Using continuous delivery, we aim to deploy our software as soon as it is tested and verified in an automated process.

What is GitOps? | GitLab

There are four key components to a GitOps workflow, a Git repository, a continuous delivery (CD) pipeline, an application deployment tool, and a monitoring system.

  1. The Git repository is the source of truth for the application configuration and code.
  2. The CD pipeline is responsible for building, testing, and deploying the application.
  3. The deployment tool is used to manage the application resources in the target environment.
  4. The monitoring system tracks the application performance and provides feedback to the development team.

In this document, we focus on points 1. and 3., the git repository and deployment tool. For us, the latter is ArgoCD (access here).

How ArgoCD works

Event Diagram of how argo works

During any deployment process, a few steps are performed:

  1. A user changes something in a deployment repository that ArgoCD is configured to monitor.
  2. The repository provider (GitHub but others are possible too) sends a webhook to ArgoCD to notify it that something changed in this repository. The content of the event is mostly ignored by ArgoCD except that it triggers a refresh.
  3. ArgoCD performs a refresh of the repositories content.

    Note

    This step still works if no webhook is configured because ArgoCD regularly performs this refresh anyways.
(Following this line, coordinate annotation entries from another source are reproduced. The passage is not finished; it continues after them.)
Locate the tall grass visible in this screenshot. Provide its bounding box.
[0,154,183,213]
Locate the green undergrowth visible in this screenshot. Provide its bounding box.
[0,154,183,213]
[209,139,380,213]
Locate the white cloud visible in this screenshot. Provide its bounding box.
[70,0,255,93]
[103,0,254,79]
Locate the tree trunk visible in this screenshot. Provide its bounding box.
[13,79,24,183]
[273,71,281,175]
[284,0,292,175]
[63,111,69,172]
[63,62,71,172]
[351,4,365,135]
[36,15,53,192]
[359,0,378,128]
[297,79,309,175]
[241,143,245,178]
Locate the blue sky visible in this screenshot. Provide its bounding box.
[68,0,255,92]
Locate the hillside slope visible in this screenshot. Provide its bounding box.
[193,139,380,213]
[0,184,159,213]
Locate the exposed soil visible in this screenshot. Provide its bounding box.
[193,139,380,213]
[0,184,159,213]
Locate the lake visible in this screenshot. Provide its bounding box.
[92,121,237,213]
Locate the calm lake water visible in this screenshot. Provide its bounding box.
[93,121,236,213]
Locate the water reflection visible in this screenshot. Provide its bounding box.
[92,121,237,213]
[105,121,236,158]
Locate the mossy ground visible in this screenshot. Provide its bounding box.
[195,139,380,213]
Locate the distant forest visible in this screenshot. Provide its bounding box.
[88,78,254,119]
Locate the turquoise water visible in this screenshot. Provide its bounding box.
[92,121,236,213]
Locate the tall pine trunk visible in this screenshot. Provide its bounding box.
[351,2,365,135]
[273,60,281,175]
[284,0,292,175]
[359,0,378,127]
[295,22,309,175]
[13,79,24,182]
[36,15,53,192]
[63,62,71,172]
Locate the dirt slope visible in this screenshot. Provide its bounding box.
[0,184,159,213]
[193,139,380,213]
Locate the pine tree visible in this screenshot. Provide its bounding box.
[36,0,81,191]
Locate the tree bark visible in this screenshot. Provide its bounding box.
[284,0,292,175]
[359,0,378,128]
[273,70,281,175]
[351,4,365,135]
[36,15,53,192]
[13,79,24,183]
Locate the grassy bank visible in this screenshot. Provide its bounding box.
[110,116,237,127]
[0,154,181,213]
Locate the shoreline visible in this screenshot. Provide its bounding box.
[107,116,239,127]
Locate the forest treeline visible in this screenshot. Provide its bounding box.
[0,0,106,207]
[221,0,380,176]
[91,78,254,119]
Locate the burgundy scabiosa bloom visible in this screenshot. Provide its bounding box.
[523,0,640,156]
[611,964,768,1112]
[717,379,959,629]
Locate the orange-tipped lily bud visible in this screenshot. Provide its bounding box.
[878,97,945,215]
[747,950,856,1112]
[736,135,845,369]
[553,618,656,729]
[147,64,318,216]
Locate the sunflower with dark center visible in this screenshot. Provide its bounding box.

Nonetheless, an organization level webhook is configured for all our GitHub repositories.

    This refresh includes building the manifests contained in that repository which also includes fetching secrets from pass1.

  4. Based on the completely built manifests ArgoCD synchronizes the Kubernetes cluster to be as the manifests describe.

  5. One the application is deployed or updated, the user can access and use it.

  1. See the Secret Management documentation for details on how ArgoCD fetches secrets from pass.